Stage IV (Metastatic) Breast Cancer

Treatments

Drug: Trastuzumab
Drug: vinorelbine
Drug: ABI-007
Biological: G-CSF

Study type

Interventional

Funder types

Industry

Identifiers

Details and patient eligibility

About

The purpose of this study is to: 1) determine the optimal tolerated dose of ABI-007 and vinorelbine, given concurrently on a weekly basis, in the absence of planned growth factor support with granulocyte colony-stimulating factor (G-CSF) (Patients with HER-2/neu positive disease may receive Herceptin, and 2) determine the optimal tolerated dose of ABI-007 and vinorelbine, given concurrently on a weekly basis, in the presence of planned growth factor support with G-CSF.

Enrollment

16 patients

Sex

All

Ages

18+ years old

Volunteers

No Healthy Volunteers

Inclusion criteria

  • Patient has microscopically confirmed invasive breast carcinoma with clinical and/or radiographic evidence of stage 4 disease. If diagnosis is based on pleural effusion, positive cytology must be confirmed.

  • Patient has had no prior chemotherapy for Stage 4 disease (hormone therapy is permitted). Prior adjuvant paclitaxel by 3-hour infusion is permitted, if there is no residual neuropathy. Prior adjuvant docetaxel on an every 3 week schedule is permitted.

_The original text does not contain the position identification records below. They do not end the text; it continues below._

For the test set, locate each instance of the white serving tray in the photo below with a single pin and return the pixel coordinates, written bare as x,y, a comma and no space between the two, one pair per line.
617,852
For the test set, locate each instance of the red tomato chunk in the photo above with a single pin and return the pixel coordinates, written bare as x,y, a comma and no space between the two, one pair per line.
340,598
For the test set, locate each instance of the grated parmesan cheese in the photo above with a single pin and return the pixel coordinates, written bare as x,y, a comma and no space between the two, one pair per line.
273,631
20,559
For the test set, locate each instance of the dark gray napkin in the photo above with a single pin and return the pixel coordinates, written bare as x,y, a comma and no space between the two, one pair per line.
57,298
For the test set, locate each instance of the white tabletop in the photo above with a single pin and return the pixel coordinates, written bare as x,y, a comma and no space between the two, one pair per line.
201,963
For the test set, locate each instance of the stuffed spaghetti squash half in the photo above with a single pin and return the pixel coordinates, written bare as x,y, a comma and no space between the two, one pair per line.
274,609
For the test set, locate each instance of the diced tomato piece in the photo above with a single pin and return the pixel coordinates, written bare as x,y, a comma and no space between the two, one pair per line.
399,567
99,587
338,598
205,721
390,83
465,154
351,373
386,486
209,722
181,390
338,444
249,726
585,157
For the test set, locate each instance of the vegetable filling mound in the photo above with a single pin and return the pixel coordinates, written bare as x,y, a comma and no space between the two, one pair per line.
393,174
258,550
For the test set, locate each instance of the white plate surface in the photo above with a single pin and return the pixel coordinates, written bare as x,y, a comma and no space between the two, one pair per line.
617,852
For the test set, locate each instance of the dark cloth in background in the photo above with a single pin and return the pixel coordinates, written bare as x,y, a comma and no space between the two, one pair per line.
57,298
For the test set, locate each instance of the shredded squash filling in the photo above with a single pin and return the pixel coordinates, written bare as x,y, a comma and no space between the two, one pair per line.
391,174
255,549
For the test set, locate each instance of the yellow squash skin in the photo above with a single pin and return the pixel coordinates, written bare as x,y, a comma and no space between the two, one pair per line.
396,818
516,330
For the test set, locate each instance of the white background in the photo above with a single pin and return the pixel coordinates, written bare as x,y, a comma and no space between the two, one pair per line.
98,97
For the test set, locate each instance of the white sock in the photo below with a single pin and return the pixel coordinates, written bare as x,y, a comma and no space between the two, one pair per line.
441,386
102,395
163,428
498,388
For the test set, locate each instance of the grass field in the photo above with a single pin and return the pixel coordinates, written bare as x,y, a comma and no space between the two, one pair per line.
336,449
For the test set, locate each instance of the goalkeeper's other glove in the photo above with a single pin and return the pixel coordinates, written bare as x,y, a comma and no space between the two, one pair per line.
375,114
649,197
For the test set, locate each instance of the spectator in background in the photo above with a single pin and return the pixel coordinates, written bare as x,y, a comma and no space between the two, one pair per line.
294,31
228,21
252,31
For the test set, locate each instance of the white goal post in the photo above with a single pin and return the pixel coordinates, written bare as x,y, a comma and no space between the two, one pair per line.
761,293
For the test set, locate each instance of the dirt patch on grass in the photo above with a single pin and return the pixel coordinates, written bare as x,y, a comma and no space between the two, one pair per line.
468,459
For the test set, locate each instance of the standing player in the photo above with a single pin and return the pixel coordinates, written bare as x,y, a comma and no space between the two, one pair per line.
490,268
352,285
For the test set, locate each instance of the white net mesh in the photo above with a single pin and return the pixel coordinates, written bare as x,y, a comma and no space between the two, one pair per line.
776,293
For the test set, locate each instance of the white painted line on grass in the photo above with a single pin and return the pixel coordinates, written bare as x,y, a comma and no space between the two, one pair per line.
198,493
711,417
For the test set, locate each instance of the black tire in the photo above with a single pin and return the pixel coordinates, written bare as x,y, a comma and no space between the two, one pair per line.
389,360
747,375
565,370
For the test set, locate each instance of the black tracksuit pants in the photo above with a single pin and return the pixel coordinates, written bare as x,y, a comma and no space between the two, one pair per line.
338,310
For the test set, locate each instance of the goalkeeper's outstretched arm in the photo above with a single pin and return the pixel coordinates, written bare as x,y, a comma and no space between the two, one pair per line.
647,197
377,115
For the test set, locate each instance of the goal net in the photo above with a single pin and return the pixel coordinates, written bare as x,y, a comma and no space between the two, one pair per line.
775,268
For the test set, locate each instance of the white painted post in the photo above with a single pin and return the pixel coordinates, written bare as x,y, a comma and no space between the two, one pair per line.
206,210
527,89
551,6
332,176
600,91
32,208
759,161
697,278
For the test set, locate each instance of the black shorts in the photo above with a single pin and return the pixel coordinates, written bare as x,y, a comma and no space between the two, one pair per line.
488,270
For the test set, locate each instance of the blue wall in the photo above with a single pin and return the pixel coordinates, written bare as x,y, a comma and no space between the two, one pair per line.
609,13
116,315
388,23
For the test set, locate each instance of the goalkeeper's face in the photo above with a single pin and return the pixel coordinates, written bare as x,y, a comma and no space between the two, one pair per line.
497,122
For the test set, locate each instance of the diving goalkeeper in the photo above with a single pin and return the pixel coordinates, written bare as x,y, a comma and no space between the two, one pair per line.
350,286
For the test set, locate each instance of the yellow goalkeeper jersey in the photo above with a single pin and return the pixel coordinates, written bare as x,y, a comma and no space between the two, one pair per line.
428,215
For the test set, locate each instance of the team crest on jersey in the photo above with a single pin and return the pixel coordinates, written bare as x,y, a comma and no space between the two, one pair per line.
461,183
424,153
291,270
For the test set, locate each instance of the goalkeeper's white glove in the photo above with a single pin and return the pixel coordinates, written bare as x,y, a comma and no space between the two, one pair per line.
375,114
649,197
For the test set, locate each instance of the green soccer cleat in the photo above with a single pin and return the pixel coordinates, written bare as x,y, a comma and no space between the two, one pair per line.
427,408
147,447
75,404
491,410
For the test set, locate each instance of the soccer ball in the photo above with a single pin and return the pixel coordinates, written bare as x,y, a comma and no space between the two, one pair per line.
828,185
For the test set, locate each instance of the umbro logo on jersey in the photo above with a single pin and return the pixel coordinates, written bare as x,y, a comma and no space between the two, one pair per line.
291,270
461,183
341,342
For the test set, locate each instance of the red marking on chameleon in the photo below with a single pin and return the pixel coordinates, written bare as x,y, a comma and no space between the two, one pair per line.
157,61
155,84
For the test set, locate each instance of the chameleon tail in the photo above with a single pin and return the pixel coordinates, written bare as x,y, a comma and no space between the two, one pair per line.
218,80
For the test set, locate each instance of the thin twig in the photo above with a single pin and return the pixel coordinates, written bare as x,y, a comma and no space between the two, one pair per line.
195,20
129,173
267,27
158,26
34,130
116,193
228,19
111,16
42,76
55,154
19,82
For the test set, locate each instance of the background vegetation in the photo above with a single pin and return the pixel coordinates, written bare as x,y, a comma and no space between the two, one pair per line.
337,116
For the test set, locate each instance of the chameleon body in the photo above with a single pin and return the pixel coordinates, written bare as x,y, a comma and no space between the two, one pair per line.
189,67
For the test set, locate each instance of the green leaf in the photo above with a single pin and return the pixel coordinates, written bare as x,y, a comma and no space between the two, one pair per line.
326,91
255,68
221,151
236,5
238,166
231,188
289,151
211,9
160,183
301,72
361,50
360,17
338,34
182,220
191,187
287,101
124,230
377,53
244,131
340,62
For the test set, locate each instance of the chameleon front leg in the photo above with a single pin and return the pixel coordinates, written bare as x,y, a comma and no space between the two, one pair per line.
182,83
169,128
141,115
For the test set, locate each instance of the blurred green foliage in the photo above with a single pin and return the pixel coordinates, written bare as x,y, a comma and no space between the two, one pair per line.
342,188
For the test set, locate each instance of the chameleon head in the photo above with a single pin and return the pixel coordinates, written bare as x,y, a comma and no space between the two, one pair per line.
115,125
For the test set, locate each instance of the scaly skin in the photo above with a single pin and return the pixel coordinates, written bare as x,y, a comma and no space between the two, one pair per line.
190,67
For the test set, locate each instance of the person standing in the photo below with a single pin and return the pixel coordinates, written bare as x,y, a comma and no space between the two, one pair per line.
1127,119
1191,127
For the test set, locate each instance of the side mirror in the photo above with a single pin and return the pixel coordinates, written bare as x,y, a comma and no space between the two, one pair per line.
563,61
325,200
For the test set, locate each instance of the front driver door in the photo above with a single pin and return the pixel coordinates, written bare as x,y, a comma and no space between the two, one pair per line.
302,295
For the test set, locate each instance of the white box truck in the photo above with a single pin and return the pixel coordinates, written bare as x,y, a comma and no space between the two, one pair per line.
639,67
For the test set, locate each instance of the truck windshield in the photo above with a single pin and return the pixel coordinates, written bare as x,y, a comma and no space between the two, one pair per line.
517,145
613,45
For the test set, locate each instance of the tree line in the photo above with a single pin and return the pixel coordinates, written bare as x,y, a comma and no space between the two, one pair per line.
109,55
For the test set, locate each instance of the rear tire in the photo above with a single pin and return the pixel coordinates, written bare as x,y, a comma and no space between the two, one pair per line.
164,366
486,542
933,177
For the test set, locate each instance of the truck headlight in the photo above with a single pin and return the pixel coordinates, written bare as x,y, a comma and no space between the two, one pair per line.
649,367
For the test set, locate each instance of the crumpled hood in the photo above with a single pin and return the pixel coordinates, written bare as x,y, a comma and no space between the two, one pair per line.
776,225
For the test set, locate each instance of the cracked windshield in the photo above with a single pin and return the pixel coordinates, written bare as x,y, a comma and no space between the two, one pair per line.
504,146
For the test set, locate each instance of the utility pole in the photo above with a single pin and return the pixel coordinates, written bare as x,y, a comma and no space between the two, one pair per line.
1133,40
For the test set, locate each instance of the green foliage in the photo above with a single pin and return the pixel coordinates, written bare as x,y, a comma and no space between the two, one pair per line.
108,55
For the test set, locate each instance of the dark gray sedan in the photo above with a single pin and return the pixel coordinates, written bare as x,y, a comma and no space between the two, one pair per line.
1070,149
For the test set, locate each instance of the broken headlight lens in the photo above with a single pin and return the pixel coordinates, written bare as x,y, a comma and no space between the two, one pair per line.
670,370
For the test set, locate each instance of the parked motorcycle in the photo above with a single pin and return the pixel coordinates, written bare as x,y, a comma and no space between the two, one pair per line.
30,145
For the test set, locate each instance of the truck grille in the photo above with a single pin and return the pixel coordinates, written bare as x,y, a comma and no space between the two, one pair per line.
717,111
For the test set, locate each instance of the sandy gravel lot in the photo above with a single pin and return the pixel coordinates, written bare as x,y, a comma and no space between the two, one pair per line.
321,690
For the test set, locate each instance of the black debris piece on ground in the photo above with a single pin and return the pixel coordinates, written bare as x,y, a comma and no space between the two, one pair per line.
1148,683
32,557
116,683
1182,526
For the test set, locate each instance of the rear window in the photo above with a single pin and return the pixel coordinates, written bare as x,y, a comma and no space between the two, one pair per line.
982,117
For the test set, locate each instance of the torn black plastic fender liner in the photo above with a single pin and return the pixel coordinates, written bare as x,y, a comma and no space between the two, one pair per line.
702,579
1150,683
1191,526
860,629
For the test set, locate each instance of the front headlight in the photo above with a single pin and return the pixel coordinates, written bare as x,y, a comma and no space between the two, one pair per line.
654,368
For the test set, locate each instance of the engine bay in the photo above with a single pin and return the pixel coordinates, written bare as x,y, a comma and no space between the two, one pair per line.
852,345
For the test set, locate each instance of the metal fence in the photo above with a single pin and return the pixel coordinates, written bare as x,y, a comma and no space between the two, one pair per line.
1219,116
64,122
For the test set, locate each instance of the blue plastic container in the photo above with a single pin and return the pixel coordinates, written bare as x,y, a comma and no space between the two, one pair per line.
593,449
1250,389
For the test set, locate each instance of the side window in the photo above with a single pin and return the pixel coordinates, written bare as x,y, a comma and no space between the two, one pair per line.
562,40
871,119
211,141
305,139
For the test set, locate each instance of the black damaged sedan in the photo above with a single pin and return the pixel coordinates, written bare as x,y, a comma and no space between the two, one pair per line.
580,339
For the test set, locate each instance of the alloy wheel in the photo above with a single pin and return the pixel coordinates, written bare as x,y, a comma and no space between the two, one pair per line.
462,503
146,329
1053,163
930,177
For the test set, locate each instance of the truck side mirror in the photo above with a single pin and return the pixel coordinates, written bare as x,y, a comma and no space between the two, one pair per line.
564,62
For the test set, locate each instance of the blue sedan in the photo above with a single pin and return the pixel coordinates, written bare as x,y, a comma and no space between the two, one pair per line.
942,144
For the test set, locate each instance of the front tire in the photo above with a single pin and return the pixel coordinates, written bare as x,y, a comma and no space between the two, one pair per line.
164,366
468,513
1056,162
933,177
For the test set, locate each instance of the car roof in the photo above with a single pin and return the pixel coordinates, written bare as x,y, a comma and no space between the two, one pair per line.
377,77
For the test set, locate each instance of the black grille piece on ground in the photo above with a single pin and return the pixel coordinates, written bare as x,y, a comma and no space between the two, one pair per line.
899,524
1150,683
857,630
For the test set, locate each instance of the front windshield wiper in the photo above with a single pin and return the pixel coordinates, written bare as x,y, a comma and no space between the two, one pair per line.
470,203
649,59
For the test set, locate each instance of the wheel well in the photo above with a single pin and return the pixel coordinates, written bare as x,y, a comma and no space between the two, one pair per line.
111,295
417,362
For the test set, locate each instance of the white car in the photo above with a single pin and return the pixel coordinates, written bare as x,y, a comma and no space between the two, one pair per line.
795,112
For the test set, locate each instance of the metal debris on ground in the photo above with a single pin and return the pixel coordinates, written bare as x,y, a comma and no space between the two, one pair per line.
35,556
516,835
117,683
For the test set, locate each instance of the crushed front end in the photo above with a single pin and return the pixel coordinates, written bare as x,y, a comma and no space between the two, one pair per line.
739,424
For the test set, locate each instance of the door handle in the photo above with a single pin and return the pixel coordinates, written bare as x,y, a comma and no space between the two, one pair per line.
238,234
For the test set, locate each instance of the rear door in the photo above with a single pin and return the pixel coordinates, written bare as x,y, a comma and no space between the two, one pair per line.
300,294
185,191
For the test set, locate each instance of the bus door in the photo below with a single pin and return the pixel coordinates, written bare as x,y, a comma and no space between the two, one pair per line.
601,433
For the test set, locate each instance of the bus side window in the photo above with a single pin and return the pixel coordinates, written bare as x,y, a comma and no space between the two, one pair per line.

  • Disease must be measurable (unidimensional by Response Evaluation Criteria In Solid Tumors (RECIST) criteria) or evaluable (e.g., malignant effusion, marrow involvement). Elevated tumor markers alone are insufficient.

  • Age >18.

  • Southwest Oncology Group (SWOG)/Eastern Oncology Group (ECOG) performance status must be < or =2 at screen and on treatment day one.

  • Life expectancy must be estimated at >16 weeks.

  • Prior irradiation is permitted, provided:

    • Does not exceed 25% of the estimated bone marrow volume
    • Measurable/evaluable disease exists outside the radiation field, or progressive disease is documented within the radiation field.
  • Informed consent must be obtained prior to registration.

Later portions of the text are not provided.